0

How can I get the sum of a file from a substring and placing the sum on a specific position (different line) using powershell if have the following conditions:

Get the sum of the numbers from position 3 to 13 of a line that is starting with a character D. Place the sum on position 10 to 14 on the line that starts with the S

So for example, if i have this file:

F123trial   text
DA00000038.95==xxx11
DA00000018.95==yyy11
DA00000018.95==zzzyy
S        xxxxx

I want to get the sum of 38.95, 18.95 and 18.95 and then place the sum on position xxxxx under the line that starts with the S.

Gerson
  • 53
  • 1
  • 5

2 Answers2

1

You could try:

  • -match to find the lines using regex-pattern
  • The .NET string-method Substring() to extract the values from the "D"-lines
  • Measure-Object -Sum to calculate the sum
  • -replace to insert the value (searches using regex-pattern).

Ex:

$text = Get-Content -Path file.txt

$total = $text -match '^D' |
#Foreach "D"-line, extract the value and cast to double (to be able to sum it)
ForEach-Object { $_.Substring(2,11) -as [double] } |
#Measure the sum
Measure-Object -Sum | Select-Object -ExpandProperty Sum

$text | ForEach-Object {
    if($_ -match '^S') {
        #Line starts with S -> Insert sum
        $_.SubString(0,(17-$total.Length)) + $total + $_.SubString(17)
    } else {
        #Not "S"-line -> output original content
        $_
    }
} | Set-Content -Path file.txt
Frode F.
  • 52,376
  • 9
  • 98
  • 114
  • Hi Frode F, on your code, if I want to put the total on a calculated position on a field that starts with an S, say I want to put the answer on position 10 to 15 (which is the position of xxxxx in my example), whats gonna be the alternative for $_ -replace 'xxxxx', $total – Gerson Feb 21 '18 at 20:00
  • It depends. Will there always be a value in those positions or can the string end before the 10th char? What will you do if the result is longer or shorter than 6chars? – Frode F. Feb 21 '18 at 20:07
  • I will always put the sum on the position 10 until 18 characters like S00000003000000000000101.72 I will just overwrite whatever is used. so if I only have a sum of 100, then I will only overwrite the last 3 digits. If i have a sum of 4.2, then i will only overwrite the last 2 – Gerson Feb 21 '18 at 20:14
  • See updated answer. You may have to tune the numbers as I'm not sure if you want to end on 18 or 17 (position, index from 0..) – Frode F. Feb 21 '18 at 20:52
  • 1
    @FrodeF.: Good point about the culture-specific decimal mark (`.` vs. `,`) in general, but note that when using _string concatenation_, PowerShell actually uses the _invariant_ culture, where the decimal mark is always `.` E.g.: `$n = 1.2; 'val'+$n` -> `val1.2`, irrespective of the current culture. (There _are_ contexts where the current culture matters, however; e.g.: `'{0}' -f 1.2` and when outputting to the console; see [this answer](https://stackoverflow.com/a/37603732/45375) of mine.) – mklement0 Feb 21 '18 at 21:05
1

PowerShell's switch statement has powerful, but little-known features that allow you to iterate over the lines of a file (-file) and match lines by regular expressions (-regex).

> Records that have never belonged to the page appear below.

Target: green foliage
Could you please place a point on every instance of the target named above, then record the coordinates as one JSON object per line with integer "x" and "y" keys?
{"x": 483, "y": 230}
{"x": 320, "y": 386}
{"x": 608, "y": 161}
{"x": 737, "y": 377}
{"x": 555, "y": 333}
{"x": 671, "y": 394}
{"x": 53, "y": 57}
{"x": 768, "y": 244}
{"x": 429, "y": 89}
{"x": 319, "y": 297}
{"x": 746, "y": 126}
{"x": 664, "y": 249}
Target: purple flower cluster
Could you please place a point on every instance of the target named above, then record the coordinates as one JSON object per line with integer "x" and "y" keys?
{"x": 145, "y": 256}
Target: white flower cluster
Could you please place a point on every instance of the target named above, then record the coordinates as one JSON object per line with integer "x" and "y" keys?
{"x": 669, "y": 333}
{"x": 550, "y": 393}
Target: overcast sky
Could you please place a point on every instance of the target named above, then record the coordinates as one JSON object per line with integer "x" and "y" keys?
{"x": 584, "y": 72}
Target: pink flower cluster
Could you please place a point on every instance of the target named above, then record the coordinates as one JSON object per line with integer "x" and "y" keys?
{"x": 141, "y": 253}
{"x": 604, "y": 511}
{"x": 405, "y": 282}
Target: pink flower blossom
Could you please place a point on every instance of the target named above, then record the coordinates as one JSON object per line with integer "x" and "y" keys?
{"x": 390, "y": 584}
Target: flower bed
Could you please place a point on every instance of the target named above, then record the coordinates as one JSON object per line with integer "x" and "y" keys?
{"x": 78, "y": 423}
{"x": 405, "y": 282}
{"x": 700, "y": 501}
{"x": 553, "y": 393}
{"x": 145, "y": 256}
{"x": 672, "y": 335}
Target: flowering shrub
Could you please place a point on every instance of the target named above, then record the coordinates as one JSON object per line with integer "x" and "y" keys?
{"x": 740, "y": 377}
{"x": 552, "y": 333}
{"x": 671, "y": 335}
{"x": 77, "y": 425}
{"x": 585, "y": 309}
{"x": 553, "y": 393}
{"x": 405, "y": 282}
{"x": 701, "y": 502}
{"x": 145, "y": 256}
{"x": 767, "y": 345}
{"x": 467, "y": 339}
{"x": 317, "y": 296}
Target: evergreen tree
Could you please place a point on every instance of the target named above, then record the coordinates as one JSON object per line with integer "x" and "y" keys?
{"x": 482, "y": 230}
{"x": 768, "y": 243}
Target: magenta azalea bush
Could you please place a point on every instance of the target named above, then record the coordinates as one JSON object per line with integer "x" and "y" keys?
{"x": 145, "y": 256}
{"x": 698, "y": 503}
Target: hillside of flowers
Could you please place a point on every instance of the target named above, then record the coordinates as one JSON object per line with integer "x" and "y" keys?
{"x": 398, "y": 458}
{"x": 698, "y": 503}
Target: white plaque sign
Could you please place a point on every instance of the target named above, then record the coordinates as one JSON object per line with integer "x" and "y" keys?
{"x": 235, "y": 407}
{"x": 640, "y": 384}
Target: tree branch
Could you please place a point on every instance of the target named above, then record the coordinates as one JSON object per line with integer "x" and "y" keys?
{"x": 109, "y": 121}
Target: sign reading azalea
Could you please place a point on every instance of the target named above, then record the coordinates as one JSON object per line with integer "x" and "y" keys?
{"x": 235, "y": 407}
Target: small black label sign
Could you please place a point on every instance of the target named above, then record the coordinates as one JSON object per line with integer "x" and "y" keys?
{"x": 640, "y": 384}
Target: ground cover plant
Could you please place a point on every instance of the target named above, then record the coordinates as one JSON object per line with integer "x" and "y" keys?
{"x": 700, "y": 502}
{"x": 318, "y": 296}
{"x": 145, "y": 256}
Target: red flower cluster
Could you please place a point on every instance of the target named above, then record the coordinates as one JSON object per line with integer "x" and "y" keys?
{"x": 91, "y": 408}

Not only is switch -file convenient, it is also much faster than using cmdlets in a pipeline (see bottom section).

[double] $sum = 0

switch -regex -file file.txt {

  # Note: The string to the left of each script block below ({ ... }), 
  #       e.g., '^D', is the regex to match each line against.
  #       Inside the script blocks, $_ refers to the input line at hand.

  # Extract number, add to sum, output the line.
  '^D' { $sum += $_.Substring(2, 11); $_; continue }

  # Summary line: place sum at character position 10, with 0-padding
  # Note: `-replace ',', '.'` is only needed if your culture uses "," as the
  #       decimal mark.
  '^S' { $_.Substring(0, 9) + '{0:000000000000000.00}' -f $sum -replace ',', '.'; continue }
  
  # All other lines: pass them through.
  default { $_ }

}

Note:

  • continue in the script blocks short-circuits further matching for the line at hand; by contrast, if you used break, no further lines would be processed.
  • Based on a later comment, I'm assuming you want an 18-character 0-left-padded number on the S line at character position 10.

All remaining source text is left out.